The International Accounting Standards Board has decided to re-expose the latest version of its ongoing project aimed at revising the accounting standards for insurance contracts and is seeking feedback.
The insurance standards are among the four priority projects that the IASB and the U.S. Financial Accounting Standards Board have targeted for convergence, along with revenue recognition, financial instruments and leasing. The two boards reportedly remain far apart on coming to an agreement on the standards, although there has been some progress.
The IASB met separately on Wednesday to continue its discussions on proposals for insurance contracts accounting. While the deliberations on the project are not complete, in the interest of providing greater certainty to the market and given the late stage of the deliberations, the board considered the need to re-expose its proposals and decided that the proposals should be re-exposed to stakeholders, with feedback being sought on only a limited range of questions.

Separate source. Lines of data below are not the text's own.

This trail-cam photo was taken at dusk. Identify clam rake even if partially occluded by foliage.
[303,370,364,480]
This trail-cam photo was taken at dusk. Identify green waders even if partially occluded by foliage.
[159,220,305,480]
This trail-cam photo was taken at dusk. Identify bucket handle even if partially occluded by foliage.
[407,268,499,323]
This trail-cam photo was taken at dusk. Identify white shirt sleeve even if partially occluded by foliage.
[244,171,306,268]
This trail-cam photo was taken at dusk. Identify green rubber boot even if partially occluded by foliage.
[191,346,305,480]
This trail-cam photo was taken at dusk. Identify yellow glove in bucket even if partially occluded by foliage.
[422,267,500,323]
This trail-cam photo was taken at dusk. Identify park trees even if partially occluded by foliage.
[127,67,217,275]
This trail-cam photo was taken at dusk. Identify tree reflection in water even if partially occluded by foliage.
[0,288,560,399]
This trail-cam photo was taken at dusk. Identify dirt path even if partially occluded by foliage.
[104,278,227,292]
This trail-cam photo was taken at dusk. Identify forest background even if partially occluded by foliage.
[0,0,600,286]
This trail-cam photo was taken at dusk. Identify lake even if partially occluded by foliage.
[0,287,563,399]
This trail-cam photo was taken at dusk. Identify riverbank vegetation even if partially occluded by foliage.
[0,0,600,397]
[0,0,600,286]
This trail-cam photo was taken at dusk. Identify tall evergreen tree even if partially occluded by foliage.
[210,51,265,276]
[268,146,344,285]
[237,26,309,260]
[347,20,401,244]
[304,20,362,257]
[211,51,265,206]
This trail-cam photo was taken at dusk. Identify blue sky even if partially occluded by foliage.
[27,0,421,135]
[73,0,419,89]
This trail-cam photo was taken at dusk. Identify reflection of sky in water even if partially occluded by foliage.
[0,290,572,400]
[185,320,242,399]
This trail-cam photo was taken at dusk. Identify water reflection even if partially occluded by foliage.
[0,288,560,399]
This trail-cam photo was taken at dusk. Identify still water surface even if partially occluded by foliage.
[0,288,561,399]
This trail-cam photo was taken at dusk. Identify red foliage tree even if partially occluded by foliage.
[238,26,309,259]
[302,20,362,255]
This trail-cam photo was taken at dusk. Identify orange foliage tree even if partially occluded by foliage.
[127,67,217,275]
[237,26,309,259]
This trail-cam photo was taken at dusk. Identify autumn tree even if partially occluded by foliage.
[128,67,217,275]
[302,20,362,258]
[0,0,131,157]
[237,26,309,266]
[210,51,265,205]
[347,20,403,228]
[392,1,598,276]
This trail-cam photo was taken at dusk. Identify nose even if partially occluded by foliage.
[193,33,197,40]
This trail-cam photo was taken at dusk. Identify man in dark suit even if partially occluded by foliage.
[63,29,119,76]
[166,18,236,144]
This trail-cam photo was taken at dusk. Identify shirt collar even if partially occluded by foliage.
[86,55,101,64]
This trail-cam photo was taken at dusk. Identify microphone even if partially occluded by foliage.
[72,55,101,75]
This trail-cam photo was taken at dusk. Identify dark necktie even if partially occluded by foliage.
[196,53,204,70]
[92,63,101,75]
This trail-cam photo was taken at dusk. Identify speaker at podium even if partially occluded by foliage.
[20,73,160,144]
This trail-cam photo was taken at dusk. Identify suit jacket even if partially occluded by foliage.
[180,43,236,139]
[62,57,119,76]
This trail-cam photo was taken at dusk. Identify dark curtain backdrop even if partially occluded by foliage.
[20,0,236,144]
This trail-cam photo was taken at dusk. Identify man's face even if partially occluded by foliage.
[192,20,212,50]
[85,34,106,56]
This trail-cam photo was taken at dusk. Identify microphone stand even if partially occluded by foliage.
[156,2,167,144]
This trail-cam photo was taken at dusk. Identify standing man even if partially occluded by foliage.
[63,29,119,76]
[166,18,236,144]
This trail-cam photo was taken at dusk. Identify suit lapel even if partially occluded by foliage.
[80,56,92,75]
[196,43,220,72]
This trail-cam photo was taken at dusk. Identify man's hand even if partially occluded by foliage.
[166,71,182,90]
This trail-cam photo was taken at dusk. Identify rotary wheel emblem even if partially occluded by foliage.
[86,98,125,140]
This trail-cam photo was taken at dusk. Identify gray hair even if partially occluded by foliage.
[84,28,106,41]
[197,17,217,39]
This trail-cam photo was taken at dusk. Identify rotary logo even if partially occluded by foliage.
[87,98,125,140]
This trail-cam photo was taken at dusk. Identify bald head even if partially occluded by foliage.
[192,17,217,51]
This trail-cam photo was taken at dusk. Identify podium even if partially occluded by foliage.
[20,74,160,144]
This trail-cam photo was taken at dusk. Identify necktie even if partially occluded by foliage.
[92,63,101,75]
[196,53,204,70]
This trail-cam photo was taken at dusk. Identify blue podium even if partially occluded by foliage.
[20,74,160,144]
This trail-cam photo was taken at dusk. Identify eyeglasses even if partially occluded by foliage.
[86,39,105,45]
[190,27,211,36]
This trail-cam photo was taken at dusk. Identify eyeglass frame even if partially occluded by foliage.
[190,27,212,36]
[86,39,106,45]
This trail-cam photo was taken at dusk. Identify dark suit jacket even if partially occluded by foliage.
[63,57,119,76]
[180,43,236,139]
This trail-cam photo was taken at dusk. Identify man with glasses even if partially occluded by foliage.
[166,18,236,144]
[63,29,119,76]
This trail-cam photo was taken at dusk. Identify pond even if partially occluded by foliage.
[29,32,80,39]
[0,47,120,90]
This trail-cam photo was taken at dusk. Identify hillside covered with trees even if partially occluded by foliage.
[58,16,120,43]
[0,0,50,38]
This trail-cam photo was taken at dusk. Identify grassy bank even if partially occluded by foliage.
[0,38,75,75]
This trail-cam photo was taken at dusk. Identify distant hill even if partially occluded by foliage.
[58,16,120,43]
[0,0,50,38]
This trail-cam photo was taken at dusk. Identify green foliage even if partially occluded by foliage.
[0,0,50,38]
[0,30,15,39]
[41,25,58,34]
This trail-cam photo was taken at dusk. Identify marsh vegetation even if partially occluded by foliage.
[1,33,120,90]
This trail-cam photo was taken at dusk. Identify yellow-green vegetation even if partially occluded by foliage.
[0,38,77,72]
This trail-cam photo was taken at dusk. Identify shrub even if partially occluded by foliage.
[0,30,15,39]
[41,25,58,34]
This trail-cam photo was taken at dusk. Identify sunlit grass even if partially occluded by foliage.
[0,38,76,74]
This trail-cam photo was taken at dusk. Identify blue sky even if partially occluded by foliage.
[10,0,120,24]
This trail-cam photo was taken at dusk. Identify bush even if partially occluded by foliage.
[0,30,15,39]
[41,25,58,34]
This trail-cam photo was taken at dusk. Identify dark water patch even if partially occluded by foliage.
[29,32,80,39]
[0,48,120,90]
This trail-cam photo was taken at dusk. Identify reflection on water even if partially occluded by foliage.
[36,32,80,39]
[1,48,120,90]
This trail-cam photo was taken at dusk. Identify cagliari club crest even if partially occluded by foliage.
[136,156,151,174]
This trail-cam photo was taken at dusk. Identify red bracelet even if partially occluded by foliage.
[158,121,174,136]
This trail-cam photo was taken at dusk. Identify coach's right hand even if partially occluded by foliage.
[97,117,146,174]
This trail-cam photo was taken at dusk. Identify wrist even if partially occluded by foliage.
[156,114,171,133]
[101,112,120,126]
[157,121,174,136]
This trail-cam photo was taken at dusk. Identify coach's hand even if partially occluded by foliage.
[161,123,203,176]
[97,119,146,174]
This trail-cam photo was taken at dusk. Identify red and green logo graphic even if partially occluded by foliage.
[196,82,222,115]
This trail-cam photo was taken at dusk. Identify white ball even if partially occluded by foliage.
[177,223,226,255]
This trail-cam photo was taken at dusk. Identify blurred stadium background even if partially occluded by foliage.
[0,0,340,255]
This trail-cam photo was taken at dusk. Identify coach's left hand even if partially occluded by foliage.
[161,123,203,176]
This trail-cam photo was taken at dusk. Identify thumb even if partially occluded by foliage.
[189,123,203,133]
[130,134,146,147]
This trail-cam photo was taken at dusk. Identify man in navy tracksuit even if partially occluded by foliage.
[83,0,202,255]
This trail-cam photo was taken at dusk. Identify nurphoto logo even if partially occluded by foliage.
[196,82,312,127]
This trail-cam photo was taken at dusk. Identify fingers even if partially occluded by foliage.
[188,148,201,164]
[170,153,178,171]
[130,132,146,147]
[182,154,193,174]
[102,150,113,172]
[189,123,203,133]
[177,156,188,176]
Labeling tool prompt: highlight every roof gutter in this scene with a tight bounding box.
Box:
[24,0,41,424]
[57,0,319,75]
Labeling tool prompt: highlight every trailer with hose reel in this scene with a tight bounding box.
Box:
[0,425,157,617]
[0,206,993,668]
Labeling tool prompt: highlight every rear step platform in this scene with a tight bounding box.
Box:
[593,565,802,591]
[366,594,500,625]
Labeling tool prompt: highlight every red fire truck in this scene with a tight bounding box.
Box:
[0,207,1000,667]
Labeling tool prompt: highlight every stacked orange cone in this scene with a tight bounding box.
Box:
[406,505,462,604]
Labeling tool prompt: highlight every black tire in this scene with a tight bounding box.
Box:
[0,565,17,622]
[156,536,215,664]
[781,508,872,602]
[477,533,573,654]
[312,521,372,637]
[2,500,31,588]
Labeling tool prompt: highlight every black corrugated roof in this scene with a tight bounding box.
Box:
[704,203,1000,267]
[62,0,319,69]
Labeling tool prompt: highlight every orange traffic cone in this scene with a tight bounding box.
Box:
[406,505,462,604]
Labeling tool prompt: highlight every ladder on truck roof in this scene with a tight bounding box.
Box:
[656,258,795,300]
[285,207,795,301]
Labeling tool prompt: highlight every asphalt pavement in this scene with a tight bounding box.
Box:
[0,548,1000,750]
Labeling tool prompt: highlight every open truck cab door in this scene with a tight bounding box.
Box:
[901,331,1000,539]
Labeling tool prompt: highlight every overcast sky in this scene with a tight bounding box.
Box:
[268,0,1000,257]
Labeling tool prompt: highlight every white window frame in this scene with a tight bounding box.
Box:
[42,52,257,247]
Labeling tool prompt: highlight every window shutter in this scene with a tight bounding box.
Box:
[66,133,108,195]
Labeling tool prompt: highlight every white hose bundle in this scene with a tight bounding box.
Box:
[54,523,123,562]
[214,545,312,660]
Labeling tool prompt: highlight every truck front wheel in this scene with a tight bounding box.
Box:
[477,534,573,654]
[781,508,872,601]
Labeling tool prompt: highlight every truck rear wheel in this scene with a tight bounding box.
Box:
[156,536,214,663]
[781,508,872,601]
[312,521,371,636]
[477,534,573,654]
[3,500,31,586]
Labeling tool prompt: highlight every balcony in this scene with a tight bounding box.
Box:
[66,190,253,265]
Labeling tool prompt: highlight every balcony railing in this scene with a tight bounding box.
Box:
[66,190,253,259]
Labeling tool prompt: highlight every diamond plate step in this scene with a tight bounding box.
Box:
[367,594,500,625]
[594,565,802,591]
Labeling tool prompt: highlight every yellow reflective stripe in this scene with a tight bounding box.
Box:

In coming to the decision to re-expose, the IASB said Friday that it considered a number of factors including the length of time that has already been devoted to the project and the importance of issuing a final standard in a timely fashion. However, the board decided, on balance, given the substantive nature of the changes made since the original exposure draft was issued, and the importance of understanding the operationality of its proposals, that re-exposure is warranted.
“We are very aware of the difficulties faced by insurance companies and pension funds in the current low interest environment,” said IASB chairman Hans Hoogervorst in a statement. “As such we realize the importance of establishing a workable standard based on current measurement as soon as possible. However, it is of equal importance that we get this standard right. In light of some changes made since the original exposure draft and the benefit that we believe can be gained from obtaining constituents’ input on these targeted areas, I believe that targeted re-exposure is the right decision. Limiting the questions in this way will enable us to avoid re-opening issues which have already been decided and sufficiently re-deliberated.”
The targeted questions in the new exposure draft will relate to proposed requirements for treatment of participating contracts; presentation of premiums in the statement of comprehensive income; treatment of the unearned profit in an insurance contract; presenting, in other comprehensive income, the effect of changes in the discount rate used to measure the insurance contract liability; and the approach to transition.